Они звали, но звала и она — звала через море человека, который дал ей великое счастье.

— Я люблю его! — шептала она. — И буду любить всегда.

Спустя неделю после своего приезда Бертилла пережила нечто ужаснувшее и сильно напугавшее ее.

Два старших мальчика затеяли ссору и подрались, вцепившись друг другу в волосы. Бертилла, однако, была уверена, что ссора эта не серьезная, да и драка тоже.

Но подоспевшая на площадку тетка посмотрела на дело иначе и принялась дико орать на даячку, которая как раз в это время дежурила.

Агата довела себя собственным криком до полного бешенства и принялась избивать женщину прутом, который всегда был у нее под рукой.

Женщина бросилась бежать, но, то ли споткнувшись, то ли от толчка тетки, упала.

И таким образом полностью оказалась во власти Агаты Элвинстон; несчастная билась и извивалась на земле, а изуверка продолжала бить ее по плечам, по голове, по спине — словом, по всему телу.

Женщина была так хрупка и мала по сравнению с рослой англичанкой, что Бертилле казалось, будто тетка бьет ребенка.

В неудержимом порыве, почти бессознательно, девушка бросилась вперед.

— Перестаньте, тетя Агата! — выкрикнула она. — Прекратите немедленно! Это жестоко, вы не имеете права избивать человека!

Тетка, видимо, даже не услышала ее и в безумной ярости продолжала хлестать женщину.

— Перестаньте! — снова крикнула Бертилла. Она протянула руки, чтобы удержать Агату, но та повернулась, изо всей силы дважды хлестнула прутом Бертиллу, потом оттолкнула ее и снова набросилась на даячку.

За время небольшой передышки та успела встать на колени и с криками поползла прочь, преследуемая новыми ударами прута.

От толчка тетки Бертилла тоже упала.

Лежа на земле, она увидела, как даячка все-таки сумела вскочить на ноги и кинулась под защиту хижины, которую она занимала вместе с двумя другими женщинами.

И вдруг в кустах за этой хижиной Бертилла увидела чье-то лицо.

Лицо мужчины, и Бертилле не надо было говорить, что перед ней даяк.

Она заметила синюю татуировку на теле, увидела перья в черных волосах.

Лицо даяка исказил гнев. И почти в ту же секунду зеленые ветви сомкнулись и скрыли человека.

Позже, когда у Бертиллы разболелась спина от нанесенных теткой ударов и она с глубоким сочувствием думала о том, как же страдает сейчас жестоко избитая даякская женщина, ей вдруг пришло в голову: а не следует ли рассказать тетке о том, что из кустов выглядывал мужчина?

После приезда в миссию Бертилла впервые увидела мужчину-туземца.

Все-таки непонятно, чего ради женщины-туземки остаются в миссии и терпят изо дня в день тяжелое обращение.

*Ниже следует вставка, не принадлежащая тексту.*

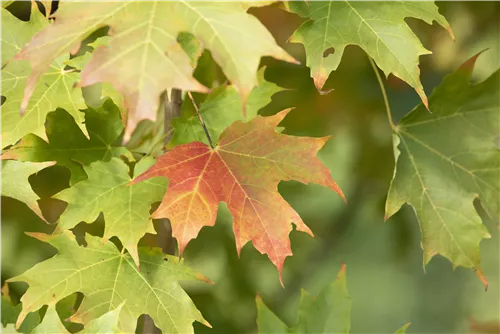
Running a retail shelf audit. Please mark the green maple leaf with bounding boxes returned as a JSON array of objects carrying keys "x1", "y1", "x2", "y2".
[
  {"x1": 0, "y1": 100, "x2": 133, "y2": 185},
  {"x1": 31, "y1": 305, "x2": 69, "y2": 334},
  {"x1": 18, "y1": 0, "x2": 295, "y2": 139},
  {"x1": 9, "y1": 232, "x2": 206, "y2": 333},
  {"x1": 53, "y1": 158, "x2": 168, "y2": 265},
  {"x1": 0, "y1": 160, "x2": 54, "y2": 220},
  {"x1": 0, "y1": 4, "x2": 87, "y2": 149},
  {"x1": 168, "y1": 68, "x2": 282, "y2": 148},
  {"x1": 386, "y1": 57, "x2": 500, "y2": 276},
  {"x1": 288, "y1": 0, "x2": 453, "y2": 104},
  {"x1": 257, "y1": 266, "x2": 351, "y2": 334},
  {"x1": 80, "y1": 302, "x2": 125, "y2": 334}
]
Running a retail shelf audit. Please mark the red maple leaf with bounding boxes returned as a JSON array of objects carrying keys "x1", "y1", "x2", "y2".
[{"x1": 133, "y1": 110, "x2": 345, "y2": 278}]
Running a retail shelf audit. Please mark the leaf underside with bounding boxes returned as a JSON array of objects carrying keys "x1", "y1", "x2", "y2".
[
  {"x1": 287, "y1": 0, "x2": 453, "y2": 104},
  {"x1": 9, "y1": 232, "x2": 206, "y2": 333},
  {"x1": 17, "y1": 0, "x2": 295, "y2": 139}
]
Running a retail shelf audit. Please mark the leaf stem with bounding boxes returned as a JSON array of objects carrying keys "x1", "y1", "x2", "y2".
[
  {"x1": 368, "y1": 56, "x2": 398, "y2": 132},
  {"x1": 188, "y1": 92, "x2": 215, "y2": 150}
]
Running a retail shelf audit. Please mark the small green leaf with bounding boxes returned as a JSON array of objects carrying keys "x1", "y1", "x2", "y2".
[
  {"x1": 257, "y1": 265, "x2": 351, "y2": 334},
  {"x1": 31, "y1": 305, "x2": 69, "y2": 334},
  {"x1": 81, "y1": 302, "x2": 125, "y2": 334},
  {"x1": 0, "y1": 4, "x2": 87, "y2": 149},
  {"x1": 168, "y1": 68, "x2": 282, "y2": 148},
  {"x1": 0, "y1": 288, "x2": 40, "y2": 334},
  {"x1": 386, "y1": 53, "x2": 500, "y2": 276}
]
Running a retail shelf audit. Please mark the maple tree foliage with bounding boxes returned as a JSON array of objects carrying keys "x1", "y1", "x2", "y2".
[
  {"x1": 12, "y1": 0, "x2": 295, "y2": 138},
  {"x1": 133, "y1": 110, "x2": 344, "y2": 277},
  {"x1": 286, "y1": 0, "x2": 454, "y2": 105},
  {"x1": 0, "y1": 0, "x2": 500, "y2": 333},
  {"x1": 257, "y1": 265, "x2": 351, "y2": 333}
]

Сегодняшнее избиение было особенно страшным, такого Бертилла до сих пор не наблюдала; в эту ночь она уже не воспринимала звуки как волшебный хор — это просто подавали голоса обитатели джунглей.

Зато она знала теперь, что в лесу затаились даякские воины, чье самое ценное достояние — прокопченные и высушенные головы тех, кого они умертвили.

Лорд Сэйр прибыл в Саравак на канонерской лодке.

Он сообразил, что после отъезда Бертиллы придется две недели ждать парохода, курсирующего между Сингапуром и Кучингой.

Это его не устраивало.

Поскольку частью его миссии были встречи' с командирами военных судов, он вполне мог попросить, чтобы его отправили иа канонерке на любой из островов.

Пожалуй, вызовет удивление, что он начнет с Саравака.

Впрочем, беспокойство внушало положение на всех островах, везде были свои проблемы.

Ожидалось, что лорд Сэйр благодаря своему официальному статусу в состоянии всюду оказать посильную помощь; Тейдон обнаружил, что и в самом Сингапуре полным-полно людей, желающих с ним встретиться.

У каждого были претензии и жалобы, и каждый рассчитывал, что лорд Сэйр доведет их до сведения правительства Британии.

Намечена была также обширная программа официальных встреч, на которых он должен был присутствовать.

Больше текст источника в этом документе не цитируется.